Thursday, December 3, 2009

Give us Joy Over Happiness

Second Sunday of Advent Year C

Is there a difference between Christian joy and the feeling of happiness? Certainly. A big difference. Happiness is no guarantee of joy, whereas one can still experience joy in the midst of sorrow. There is a story told about St. Francis. One day, one of the brothers asked St. Francis: What is perfect joy? St. Francis gave this answer: Once, I thought that perfect joy meant that all the kings and queens of Europe would be converted to Christ and live exemplary good Christian lives. I thought that was perfect joy. But now I know that if this really happened, it would still not be perfect joy. Then, I thought that if the Great Caliph and all the Mohammedans accept Christ and were baptized, then I would experience perfect joy. But now I realize that this was not so. There was also a time when I had wished that all the Christians of the world joined my congregation and became Fransiscans. I thought that would be perfect joy. But now I realize that that too will not be perfect joy. Finally, I realize the answer. I can imagine one day coming home to one of my religious houses, tired, hungry, thirsty, hoping to find shelter and welcome among my brothers. But instead of welcome, they do not recognize me and I’m thrown out of the house. If I can remain joyful throughout this experience without complaining to God or curse my brothers, then that would be perfect joy!!

This then is perfect joy. It is the knowledge that God “who began this good work in you will see that it is finished when the Day of Christ Jesus comes.” It is a joy based on what God can do rather than what we can achieve. This is the joy of the apostles and the saints, even when they experienced persecution, rejection and met their death at the hands of their enemies. These were definitely not happy occasions. Happiness and sorrow are feelings. Feelings are always beyond our control. But Christian joy is a choice. It is decision based on faith and hope. Christian joy is based on the knowledge that God will not abandon us, no matter what happens. God did not promise us an easy life, free from sorrows, pain, illness, obstacles, problems or even death. But God promised us that he will be with us throughout all these experiences. And God is faithful to what he has promised. In today’s gospel reading, we read the fulfillment of one such prophecy. St. Luke quotes the words of the prophet Isaiah: “All mankind shall see the salvation of God.” It is Jesus who is the salvation of God. It is Jesus who is our salvation, promised from of old. He is the source of our joy and our hope.

With such a joy, we should no longer live lives as if we are defeated. We should no longer live as if we are victims of tragedy. Yes, we may have undergone failure. Yes, we may have experienced pain, disappointment and encountered many problems.

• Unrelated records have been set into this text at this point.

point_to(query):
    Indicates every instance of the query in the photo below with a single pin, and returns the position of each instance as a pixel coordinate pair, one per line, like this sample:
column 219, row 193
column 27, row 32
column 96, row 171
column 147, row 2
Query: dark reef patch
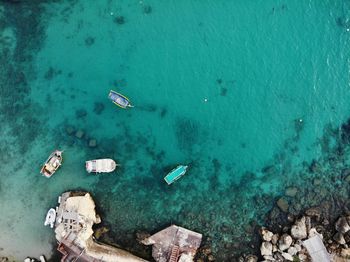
column 223, row 91
column 89, row 41
column 80, row 113
column 51, row 73
column 120, row 83
column 98, row 108
column 119, row 20
column 163, row 112
column 147, row 9
column 187, row 133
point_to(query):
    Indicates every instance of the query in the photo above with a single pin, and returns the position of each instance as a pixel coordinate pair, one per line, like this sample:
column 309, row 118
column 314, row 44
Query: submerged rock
column 92, row 143
column 342, row 225
column 266, row 234
column 283, row 204
column 80, row 113
column 70, row 130
column 147, row 9
column 285, row 242
column 291, row 191
column 120, row 20
column 266, row 249
column 79, row 134
column 314, row 212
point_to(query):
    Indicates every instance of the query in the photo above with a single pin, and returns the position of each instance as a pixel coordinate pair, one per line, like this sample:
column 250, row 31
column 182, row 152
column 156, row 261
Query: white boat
column 52, row 164
column 100, row 165
column 50, row 218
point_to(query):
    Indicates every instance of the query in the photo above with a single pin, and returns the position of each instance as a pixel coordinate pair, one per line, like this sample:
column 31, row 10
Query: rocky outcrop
column 289, row 246
column 298, row 230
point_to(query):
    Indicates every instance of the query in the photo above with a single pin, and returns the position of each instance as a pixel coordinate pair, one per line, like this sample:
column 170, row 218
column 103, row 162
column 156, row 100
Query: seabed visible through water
column 252, row 96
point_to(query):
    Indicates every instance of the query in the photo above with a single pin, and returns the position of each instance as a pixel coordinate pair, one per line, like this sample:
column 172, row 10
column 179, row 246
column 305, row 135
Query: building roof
column 174, row 244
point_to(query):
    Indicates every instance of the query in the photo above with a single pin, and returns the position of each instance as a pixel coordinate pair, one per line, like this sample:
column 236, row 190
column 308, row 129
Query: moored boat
column 119, row 99
column 175, row 174
column 106, row 165
column 50, row 218
column 52, row 164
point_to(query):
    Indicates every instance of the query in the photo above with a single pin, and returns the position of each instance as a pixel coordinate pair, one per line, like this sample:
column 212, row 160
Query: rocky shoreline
column 287, row 244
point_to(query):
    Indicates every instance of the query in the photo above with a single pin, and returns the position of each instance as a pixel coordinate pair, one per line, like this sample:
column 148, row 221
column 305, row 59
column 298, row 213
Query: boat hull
column 175, row 174
column 119, row 99
column 52, row 164
column 50, row 218
column 100, row 165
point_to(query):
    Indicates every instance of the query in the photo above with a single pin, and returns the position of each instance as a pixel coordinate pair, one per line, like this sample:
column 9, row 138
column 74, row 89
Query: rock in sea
column 266, row 235
column 79, row 134
column 291, row 191
column 285, row 242
column 92, row 143
column 298, row 230
column 342, row 225
column 283, row 204
column 266, row 249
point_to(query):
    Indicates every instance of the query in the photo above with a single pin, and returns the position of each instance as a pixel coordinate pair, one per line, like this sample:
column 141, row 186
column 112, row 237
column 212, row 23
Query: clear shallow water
column 220, row 86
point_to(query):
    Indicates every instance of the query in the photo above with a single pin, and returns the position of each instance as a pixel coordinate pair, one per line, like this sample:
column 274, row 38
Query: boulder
column 342, row 225
column 287, row 256
column 339, row 238
column 251, row 258
column 291, row 191
column 297, row 247
column 314, row 212
column 285, row 242
column 266, row 234
column 298, row 230
column 302, row 257
column 345, row 252
column 266, row 249
column 292, row 251
column 275, row 238
column 274, row 248
column 269, row 258
column 347, row 179
column 283, row 204
column 313, row 232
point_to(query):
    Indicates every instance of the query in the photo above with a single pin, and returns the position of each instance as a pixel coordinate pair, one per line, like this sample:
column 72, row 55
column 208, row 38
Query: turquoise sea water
column 242, row 91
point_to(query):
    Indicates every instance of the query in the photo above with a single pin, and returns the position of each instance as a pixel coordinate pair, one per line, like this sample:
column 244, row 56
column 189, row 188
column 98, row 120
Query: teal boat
column 175, row 174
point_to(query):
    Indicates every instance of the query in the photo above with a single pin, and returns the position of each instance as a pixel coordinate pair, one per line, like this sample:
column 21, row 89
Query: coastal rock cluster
column 287, row 245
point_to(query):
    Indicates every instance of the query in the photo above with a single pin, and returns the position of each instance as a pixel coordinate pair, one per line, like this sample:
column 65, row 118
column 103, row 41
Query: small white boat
column 106, row 165
column 50, row 218
column 52, row 164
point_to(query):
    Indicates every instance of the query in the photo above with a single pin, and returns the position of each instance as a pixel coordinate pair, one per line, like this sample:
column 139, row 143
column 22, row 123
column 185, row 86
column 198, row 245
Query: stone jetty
column 174, row 244
column 73, row 228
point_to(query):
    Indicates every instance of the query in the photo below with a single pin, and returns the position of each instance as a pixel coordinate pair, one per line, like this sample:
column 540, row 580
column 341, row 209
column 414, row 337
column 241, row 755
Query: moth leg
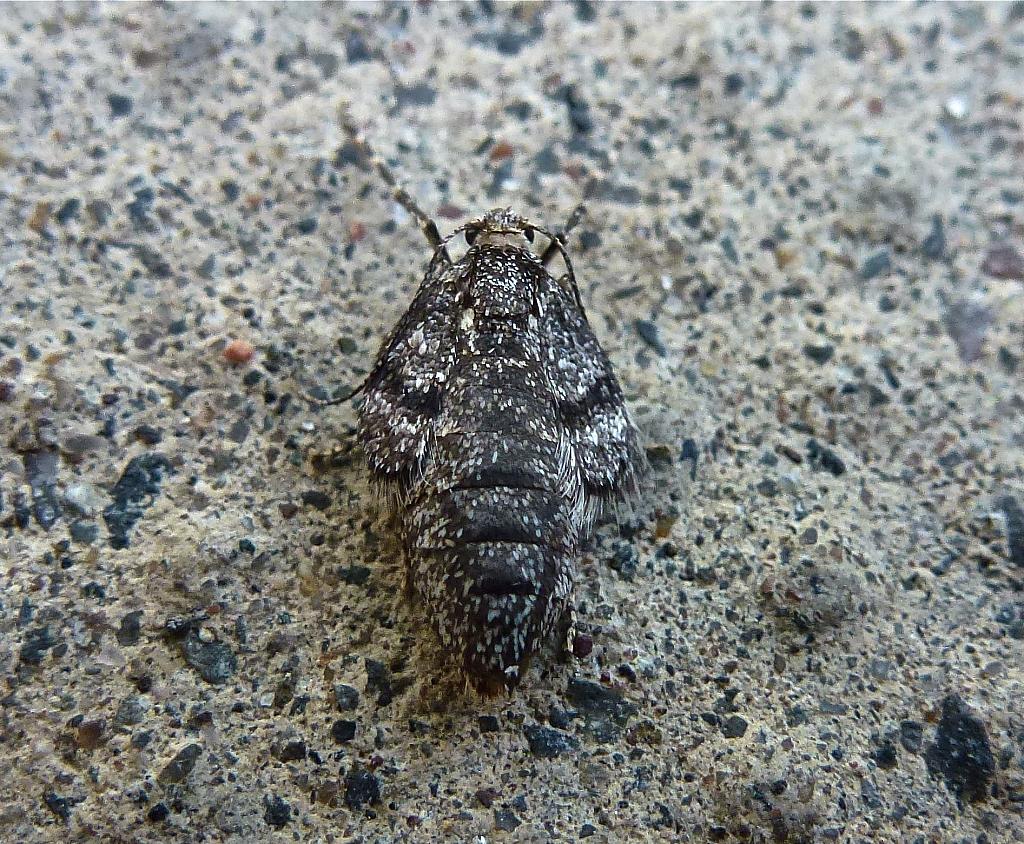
column 427, row 225
column 552, row 248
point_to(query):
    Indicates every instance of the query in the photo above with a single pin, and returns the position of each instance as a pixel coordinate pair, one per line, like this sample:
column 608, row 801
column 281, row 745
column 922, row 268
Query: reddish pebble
column 239, row 351
column 582, row 645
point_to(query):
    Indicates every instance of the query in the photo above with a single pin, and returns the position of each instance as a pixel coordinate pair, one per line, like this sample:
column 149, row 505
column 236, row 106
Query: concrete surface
column 804, row 255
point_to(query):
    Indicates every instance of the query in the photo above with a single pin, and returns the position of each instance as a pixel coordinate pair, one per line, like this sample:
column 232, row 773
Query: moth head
column 498, row 225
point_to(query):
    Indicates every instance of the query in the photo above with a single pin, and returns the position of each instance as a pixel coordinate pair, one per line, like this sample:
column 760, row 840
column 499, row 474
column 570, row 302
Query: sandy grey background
column 804, row 255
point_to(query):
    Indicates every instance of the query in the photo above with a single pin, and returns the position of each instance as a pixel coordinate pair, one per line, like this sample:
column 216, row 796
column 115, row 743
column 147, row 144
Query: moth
column 494, row 421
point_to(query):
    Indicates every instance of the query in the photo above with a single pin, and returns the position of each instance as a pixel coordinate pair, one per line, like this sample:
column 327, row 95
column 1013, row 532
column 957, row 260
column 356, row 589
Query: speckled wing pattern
column 494, row 415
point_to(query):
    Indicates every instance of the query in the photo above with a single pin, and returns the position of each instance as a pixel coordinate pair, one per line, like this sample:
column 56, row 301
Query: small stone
column 343, row 731
column 506, row 820
column 876, row 264
column 1014, row 514
column 276, row 812
column 215, row 662
column 1004, row 261
column 120, row 104
column 821, row 457
column 356, row 49
column 293, row 751
column 60, row 806
column 68, row 211
column 955, row 108
column 239, row 351
column 360, row 788
column 148, row 434
column 547, row 743
column 934, row 246
column 131, row 711
column 962, row 754
column 649, row 334
column 819, row 354
column 128, row 632
column 316, row 499
column 133, row 494
column 180, row 766
column 346, row 698
column 485, row 797
column 583, row 645
column 885, row 756
column 84, row 533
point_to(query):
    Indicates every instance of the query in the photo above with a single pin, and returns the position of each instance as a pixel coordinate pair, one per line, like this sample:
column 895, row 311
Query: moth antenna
column 400, row 196
column 556, row 245
column 552, row 248
column 320, row 404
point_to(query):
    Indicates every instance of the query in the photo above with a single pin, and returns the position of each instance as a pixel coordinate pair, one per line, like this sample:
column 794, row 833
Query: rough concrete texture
column 804, row 256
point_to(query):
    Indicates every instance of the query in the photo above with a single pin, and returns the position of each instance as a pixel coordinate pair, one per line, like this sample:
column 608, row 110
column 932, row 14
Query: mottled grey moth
column 494, row 420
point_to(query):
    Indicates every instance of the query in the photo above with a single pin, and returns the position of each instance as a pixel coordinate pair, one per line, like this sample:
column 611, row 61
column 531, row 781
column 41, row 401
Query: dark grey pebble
column 354, row 575
column 379, row 681
column 180, row 766
column 131, row 711
column 342, row 730
column 934, row 246
column 276, row 812
column 961, row 753
column 214, row 661
column 68, row 211
column 360, row 788
column 148, row 434
column 596, row 701
column 346, row 698
column 133, row 494
column 819, row 354
column 649, row 334
column 506, row 820
column 60, row 806
column 84, row 533
column 356, row 49
column 1014, row 515
column 316, row 499
column 292, row 751
column 729, row 249
column 128, row 632
column 120, row 104
column 876, row 264
column 885, row 755
column 821, row 457
column 547, row 743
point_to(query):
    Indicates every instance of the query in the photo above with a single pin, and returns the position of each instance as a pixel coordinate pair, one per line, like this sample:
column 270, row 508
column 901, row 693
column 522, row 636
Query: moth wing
column 588, row 397
column 401, row 395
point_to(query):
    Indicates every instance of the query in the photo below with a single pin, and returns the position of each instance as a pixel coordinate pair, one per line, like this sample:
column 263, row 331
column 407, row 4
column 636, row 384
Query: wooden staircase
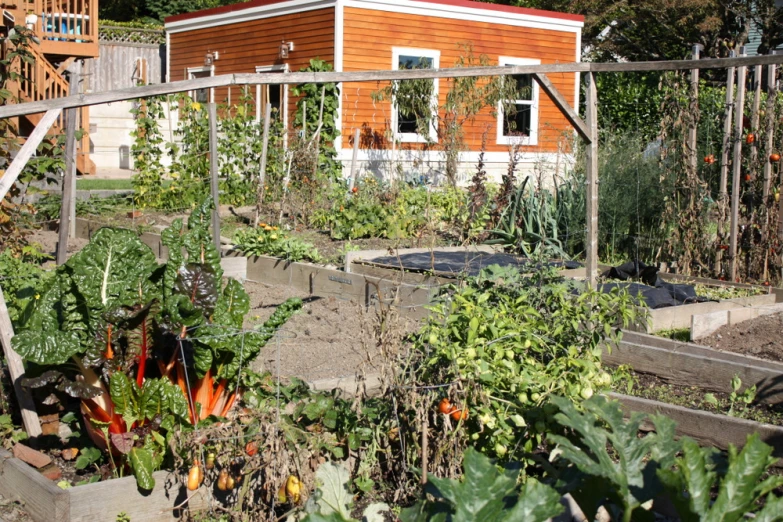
column 66, row 30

But our joy lies in knowing that God has already won the victory for us. We may not see the signs of God’s victory at this point of time but it is there. This is God’s promise. God will be faithful to it. We may experience all these obstacles, but nothing can take away the love of God for each and everyone of us.

What must we do to experience this joy? We must prepare a way for the Lord. In other words, we must experience conversion in our lives. We must reject sin and our old selfish ways. My prayer for you and our prayer for each other must be like the prayer of St. Paul in the second reading. He prays that “your love for each other may increase more and more and never stop improving your knowledge and deepening your perception so that you can always recognize what is best. This will help you to become pure and blameless, and prepare you for the Day of Christ, when you will reach the perfect goodness which Jesus Christ produces in us for the glory and praise of God.”